A real animal would have been long gone, or
Ridden me down with both hooves; a ton
Of meaningless meat. To what? To—to live?
This horse is the living chemical memory
Of the muscle that made the West; of “saloons,
Gunfights and stagecoaches,” and plenty
Of hauling and dragging, and waiting and waiting—
That vast, unknowable herbivorous patience—
And what, of this story, survives? Nothing but
An anomalous tolerance for big monkeys. And
What do they do all day, these lost horses?
Wander around and eat grass.
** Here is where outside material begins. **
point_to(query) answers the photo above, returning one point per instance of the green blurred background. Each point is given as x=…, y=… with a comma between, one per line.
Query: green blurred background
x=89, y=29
Even the cougars
And black bears are too small to hunt them.
You can see them looking at you, as if
This thing with two legs must mean something.
How could they ever know what it was?
America is the great death-continent,
Irrelevance the greatest of great deaths. Once
Death was a bomber from America. Now
”America is a university and a currency.” Perhaps
The husks of that first extinction, mastodons
Scraped from the plain like windshield-bugs,
Dawn horses sent flying with the dandelions,
Are still hungry. They still have something to say.
To live? “Too bad she won’t live.” The lesson
Of these horses, for me, my daughter and my country
Is the death-lesson: that form of lesson
Which is perfectly clear, yet too heavy to learn.